On the other side of the Atlantic, a desire to learn more about the winemaking process took Sumner from New York City to the Napa Valley. There she worked harvest for Abe Schoener of The Scholium Project. “Abe was an amazing teacher. He was like Socrates, always asking questions and expecting you to answer,” Sumner says.

Schoener was also part Nostradamus. Schoener predicted Sumner would abandon restaurants to become a winemaker. When he convinced Sumner to work a harvest at his Clos Thales wine project in Roussillon, he also predicted she would fall in love and marry the “cute Swiss winemaker” next door.

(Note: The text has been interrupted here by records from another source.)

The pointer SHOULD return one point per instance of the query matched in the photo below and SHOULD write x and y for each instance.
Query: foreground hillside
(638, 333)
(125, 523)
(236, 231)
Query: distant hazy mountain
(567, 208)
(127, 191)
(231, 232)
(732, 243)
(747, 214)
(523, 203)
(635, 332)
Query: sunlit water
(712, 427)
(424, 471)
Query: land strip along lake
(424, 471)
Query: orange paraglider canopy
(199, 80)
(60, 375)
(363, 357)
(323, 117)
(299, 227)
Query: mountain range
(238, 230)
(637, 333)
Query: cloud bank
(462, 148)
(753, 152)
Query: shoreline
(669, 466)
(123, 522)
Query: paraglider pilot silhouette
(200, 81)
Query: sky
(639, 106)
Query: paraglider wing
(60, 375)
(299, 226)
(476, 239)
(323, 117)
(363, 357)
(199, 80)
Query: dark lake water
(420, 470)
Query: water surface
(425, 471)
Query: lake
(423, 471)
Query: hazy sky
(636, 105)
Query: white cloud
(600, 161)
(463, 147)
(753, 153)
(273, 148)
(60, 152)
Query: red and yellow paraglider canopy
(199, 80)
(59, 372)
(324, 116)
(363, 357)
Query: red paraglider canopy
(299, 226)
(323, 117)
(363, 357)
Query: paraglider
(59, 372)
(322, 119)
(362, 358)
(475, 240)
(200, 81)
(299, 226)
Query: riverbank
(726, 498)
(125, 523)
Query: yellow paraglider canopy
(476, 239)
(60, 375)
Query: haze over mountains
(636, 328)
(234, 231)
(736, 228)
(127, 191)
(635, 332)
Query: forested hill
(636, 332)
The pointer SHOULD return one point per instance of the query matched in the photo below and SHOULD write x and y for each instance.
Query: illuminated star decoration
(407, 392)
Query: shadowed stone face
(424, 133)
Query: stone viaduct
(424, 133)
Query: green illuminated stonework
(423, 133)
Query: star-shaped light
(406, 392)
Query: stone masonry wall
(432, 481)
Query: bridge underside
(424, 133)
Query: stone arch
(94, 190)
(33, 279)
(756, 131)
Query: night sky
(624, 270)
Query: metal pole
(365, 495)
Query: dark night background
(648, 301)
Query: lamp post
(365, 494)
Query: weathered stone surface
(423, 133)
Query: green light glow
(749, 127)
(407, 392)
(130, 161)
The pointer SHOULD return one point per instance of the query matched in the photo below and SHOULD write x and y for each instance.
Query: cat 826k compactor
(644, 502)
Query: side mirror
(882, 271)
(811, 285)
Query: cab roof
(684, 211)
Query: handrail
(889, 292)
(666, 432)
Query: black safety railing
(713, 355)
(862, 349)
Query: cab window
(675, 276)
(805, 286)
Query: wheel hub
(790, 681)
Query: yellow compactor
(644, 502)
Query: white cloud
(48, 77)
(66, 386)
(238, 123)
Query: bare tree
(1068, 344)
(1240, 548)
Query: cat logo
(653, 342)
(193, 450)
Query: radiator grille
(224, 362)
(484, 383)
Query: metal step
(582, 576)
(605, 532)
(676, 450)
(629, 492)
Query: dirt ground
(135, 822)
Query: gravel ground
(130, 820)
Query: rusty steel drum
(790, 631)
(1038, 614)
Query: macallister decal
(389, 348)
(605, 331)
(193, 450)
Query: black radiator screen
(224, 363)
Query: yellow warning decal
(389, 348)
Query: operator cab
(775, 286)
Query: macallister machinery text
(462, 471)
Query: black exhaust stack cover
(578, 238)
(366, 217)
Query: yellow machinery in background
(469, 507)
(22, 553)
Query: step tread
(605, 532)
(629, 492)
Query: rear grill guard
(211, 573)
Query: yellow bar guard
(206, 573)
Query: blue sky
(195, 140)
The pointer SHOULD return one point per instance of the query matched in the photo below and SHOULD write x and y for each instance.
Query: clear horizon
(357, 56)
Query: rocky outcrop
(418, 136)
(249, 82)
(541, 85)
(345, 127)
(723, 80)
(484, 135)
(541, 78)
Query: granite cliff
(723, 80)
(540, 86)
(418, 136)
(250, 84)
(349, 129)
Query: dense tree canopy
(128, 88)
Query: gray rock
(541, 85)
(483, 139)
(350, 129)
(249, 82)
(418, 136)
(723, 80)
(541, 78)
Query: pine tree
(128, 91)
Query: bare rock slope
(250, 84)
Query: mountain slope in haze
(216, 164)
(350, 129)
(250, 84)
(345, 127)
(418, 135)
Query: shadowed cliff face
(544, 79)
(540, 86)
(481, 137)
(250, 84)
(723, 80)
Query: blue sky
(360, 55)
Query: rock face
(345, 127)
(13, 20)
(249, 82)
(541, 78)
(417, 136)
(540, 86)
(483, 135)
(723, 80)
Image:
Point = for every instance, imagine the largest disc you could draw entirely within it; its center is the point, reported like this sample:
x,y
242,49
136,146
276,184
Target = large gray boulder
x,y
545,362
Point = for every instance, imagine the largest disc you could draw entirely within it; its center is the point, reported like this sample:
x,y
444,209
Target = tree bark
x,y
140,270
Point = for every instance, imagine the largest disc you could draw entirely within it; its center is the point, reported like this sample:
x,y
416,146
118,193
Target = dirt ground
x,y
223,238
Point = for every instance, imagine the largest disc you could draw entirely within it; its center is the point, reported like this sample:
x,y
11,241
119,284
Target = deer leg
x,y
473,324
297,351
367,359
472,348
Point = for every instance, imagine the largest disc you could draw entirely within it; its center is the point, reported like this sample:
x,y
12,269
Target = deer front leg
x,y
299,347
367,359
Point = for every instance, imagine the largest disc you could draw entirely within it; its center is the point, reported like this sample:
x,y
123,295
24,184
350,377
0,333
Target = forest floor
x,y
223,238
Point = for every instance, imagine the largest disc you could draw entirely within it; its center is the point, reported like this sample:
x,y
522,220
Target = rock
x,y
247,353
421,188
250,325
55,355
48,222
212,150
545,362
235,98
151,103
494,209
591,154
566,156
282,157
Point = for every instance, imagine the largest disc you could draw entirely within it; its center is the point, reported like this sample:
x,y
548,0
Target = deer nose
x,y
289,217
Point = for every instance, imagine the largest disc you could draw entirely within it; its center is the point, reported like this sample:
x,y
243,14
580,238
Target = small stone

“I scoffed at that second prediction,” Sumner says.

After a few years of ignoring one another in Roussillon, Sumner and Bühler finally bonded over their mutual love of nearby Barcelona. Love, marriage and the cutest little boy in all of France arrived in rapid succession. That little boy is starting his first full year of school this fall while his parents live out their winemaking dreams together at Domaine des Enfants.

Sumner and Bühler own approximately 60 acres of grapevines on small plots scattered throughout the Agly Valley in Roussillon. They grow grapes like Grenache, Syrah, Carignan, Grenache Gris and Macabeo. Over half their grapevines were planted before WWII, and some are more than 100 years old. The soils are diverse, but all of them are rocky, running the range from black schist to terra rossa.

The air in their valley is hot, and the winds are constant and harsh. Where the rocky valley floor ends, sun-bleached limestone cliffs rise to the sky. If it wasn’t for the Mediterranean scrub brush and grapevines, you might think you were walking on the moon.  

Domaine Des Enfants 2017 VDP Côtes Catalanes “Le Jouet”. ##Photo provided

At Domaine des Enfants, Bühler handles most of the vineyard work while Sumner rides herd over decisions made in their wine cave. They produce approximately 2,500 cases of beautiful, thoughtful wines each year, including the Le Jouet, which retails for roughly $18. 

Domaine Des Enfants 2017 VDP Côtes Catalanes “Le Jouet”

The name of this wine translates to “the toy,” which is perfect for a winery named in honor of childhood dreams. Each vintage, Sumner toys around with different grape blends, techniques and vessels when making the toy.

While experimental by design, Le Jouet is made within the same underlying construct used for all Domaine des Enfants wines: no manmade pesticides or herbicides in the vineyards, weeding by hand and horse, native yeast fermentations, minimal sulfur additions and no fining or filtration before bottling.

 This Le Jouet is 40% Grenache, 40% Lledoner Pelut (an exotic relative of Grenache), 10% Carignan and 10% Syrah. The grapes were hand-sorted three times and de-stemmed before fermentation. A portion of the Grenache grapes underwent carbonic maceration, and the wine was aged in a combination of small concrete tanks and old 600-liter oak barrels.

The wine is the color of onyx. Swirling the liquid black marble produces aromas of blackberries, dried herbs, chalk and a savory quality reminiscent of grilled meat with a side of tapenade.

Le Jouet tastes playful on the palate. The carbonic maceration gives it a bit of ripe blackcap raspberry and cassis flavor to go along with the wine’s spritely acidity. You would never guess 14% alcohol with this lithe wine. The fruit is joined by notes of bittersweet dark chocolate and anise.

Le Jouet is a snapshot of what Domaine des Enfants is all about. At $18, it is an incredible value. Domaine des Enfants wines are available on the East Coast and in Portland and California. Go find them.

The Changeup, a monthly column by Michael Alberty, is a baseball pitch designed to disorient and confuse. It’s the perfect representation of the unknown and its mastery over those who think they know what to expect. This column is devoted to those unorthodox Oregon wines you never saw coming.